È un dibattito che incontrerà molta resistenza, e i primi segnali non sono
incoraggianti. Molti politici – di entrambi gli schieramenti – hanno commentato
i fatti del 6 gennaio 2021 con una frase che, fin dagli albori della
repubblica, spunta fuori ogni volta che bisogna spiegare eventi apparentemente
inspiegabili: “Questa non è la vera America”. È preoccupante e vergognoso che a
dirlo siano i repubblicani. Perché negli ultimi quattro anni hanno fomentato i
peggiori istinti di Donald Trump barattando la democrazia con provvedimenti – giudici
conservatori nei tribunali e tagli alle tasse per i ricchi – che alla luce
degli ultimi fatti diventano secondari. Ma anche perché Trump non è venuto
fuori dal nulla. Come ha scritto la
giornalista Sarah Jones, si può facilmente tracciare una linea che parte dalla
sua amministrazione e va a ritroso fino alle radici del movimento conservatore
moderno. “A partire dagli anni sessanta, consulenti politici come Roger Stone e
Lee Atwater hanno mostrato ai presidenti repubblicani – Richard Nixon, Ronald
Reagan e i due Bush – come vincere le elezioni sfruttando gli istinti più
spregevoli dell’elettorato”. Da decenni i conservatori americani si oppongono a
qualsiasi tentativo di estendere i diritti ai gruppi emarginati, per le stesse
ragioni che hanno portato Trump alla presidenza e hanno causato l’assalto al
congresso: la paura che il paese finisca in mano alle persone sbagliate, e
l’idea che il potere sia legittimo solo se sono loro a esercitarlo (“vogliamo
indietro il nostro paese”, ha detto uno dei insorti
a un giornalista).
Tutto questo spiega perché i repubblicani non possono semplicemente prendere le
distanze da Trump e voltare pagina. Come ha scritto Peter Wehner sull’Atlantic,
hanno creato un mostro che ora non possono più controllare; anzi, rischiano di
esserne dominati. Il 7 gennaio 2021 YouGov ha rivelato che il 45
per cento degli elettori repubblicani approva l’assalto al congresso, e il 52
per cento pensa che la responsabilità sia almeno in parte del futuro presidente
Joe Biden. Trump e la sua famiglia usciranno dalla Casa Bianca coperti di
ridicolo, ma con in dote un consenso importante che useranno per colpire i
“traditori”, sostenere gli amici e condizionare a lungo la politica nazionale.

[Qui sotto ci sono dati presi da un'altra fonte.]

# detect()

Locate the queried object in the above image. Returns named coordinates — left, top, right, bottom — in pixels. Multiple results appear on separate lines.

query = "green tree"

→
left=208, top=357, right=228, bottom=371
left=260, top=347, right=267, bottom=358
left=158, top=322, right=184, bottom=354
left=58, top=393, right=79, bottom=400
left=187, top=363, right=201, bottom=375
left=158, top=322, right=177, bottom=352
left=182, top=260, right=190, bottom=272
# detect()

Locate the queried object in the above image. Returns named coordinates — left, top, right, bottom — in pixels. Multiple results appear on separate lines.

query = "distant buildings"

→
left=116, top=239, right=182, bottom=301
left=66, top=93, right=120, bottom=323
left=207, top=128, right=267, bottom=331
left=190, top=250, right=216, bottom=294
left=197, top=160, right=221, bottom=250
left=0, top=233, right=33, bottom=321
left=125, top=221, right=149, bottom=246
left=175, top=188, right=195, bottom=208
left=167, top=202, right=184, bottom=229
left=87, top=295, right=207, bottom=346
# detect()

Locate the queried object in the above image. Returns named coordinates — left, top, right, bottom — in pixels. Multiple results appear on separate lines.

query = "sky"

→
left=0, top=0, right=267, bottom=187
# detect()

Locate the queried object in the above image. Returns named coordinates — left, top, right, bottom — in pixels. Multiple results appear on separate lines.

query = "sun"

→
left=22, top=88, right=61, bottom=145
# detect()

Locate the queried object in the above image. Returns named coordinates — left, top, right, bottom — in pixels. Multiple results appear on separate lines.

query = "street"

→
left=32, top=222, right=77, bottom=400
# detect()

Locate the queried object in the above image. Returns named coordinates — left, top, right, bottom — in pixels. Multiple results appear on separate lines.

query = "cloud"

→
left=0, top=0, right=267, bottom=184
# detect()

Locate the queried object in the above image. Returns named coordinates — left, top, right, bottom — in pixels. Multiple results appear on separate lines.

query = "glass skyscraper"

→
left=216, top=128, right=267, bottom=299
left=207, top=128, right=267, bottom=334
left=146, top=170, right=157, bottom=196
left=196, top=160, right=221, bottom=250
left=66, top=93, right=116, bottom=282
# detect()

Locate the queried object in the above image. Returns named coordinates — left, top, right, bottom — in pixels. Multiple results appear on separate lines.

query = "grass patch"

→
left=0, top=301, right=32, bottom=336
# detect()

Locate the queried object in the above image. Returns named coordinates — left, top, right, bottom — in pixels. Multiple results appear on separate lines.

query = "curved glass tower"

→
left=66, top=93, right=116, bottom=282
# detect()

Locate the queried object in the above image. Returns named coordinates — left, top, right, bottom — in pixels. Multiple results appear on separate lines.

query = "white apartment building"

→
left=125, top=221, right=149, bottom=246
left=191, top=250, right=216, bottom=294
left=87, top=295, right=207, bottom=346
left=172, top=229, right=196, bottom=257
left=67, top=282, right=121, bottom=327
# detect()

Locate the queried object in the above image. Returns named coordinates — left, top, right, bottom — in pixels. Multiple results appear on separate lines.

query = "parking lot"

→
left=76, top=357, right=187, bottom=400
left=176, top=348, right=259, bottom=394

Quanto a Biden, quale sarà il suo margine di manovra? Come si governa un paese
dove la violenza politica può scoppiare in qualsiasi momento? Anche lui, poco
dopo l’assalto al congresso, ha detto che “quello che stiamo vedendo non
riflette la vera America”. Ha aggiunto che “non c’è niente che non possiamo
fare se lo facciamo insieme”. Alcuni settori del mondo progressista temono che Biden si
preoccuperà di placare i conservatori più che di attuare un audace programma di
riforme su disuguaglianze e giustizia razziale. Secondo l’Economist,
invece, gli eventi del 6 gennaio – la violenza a Washington e le vittorie dei
candidati democratici nei ballottaggi per il senato in Georgia – rappresentano
un’opportunità: per la prima volta dal 2010 i democratici controlleranno
entrambi i rami del congresso con i repubblicani in una posizione di debolezza.
Biden potrebbe sfruttare questa situazione per cambiare il corso della politica
statunitense. (10 gennaio 2021)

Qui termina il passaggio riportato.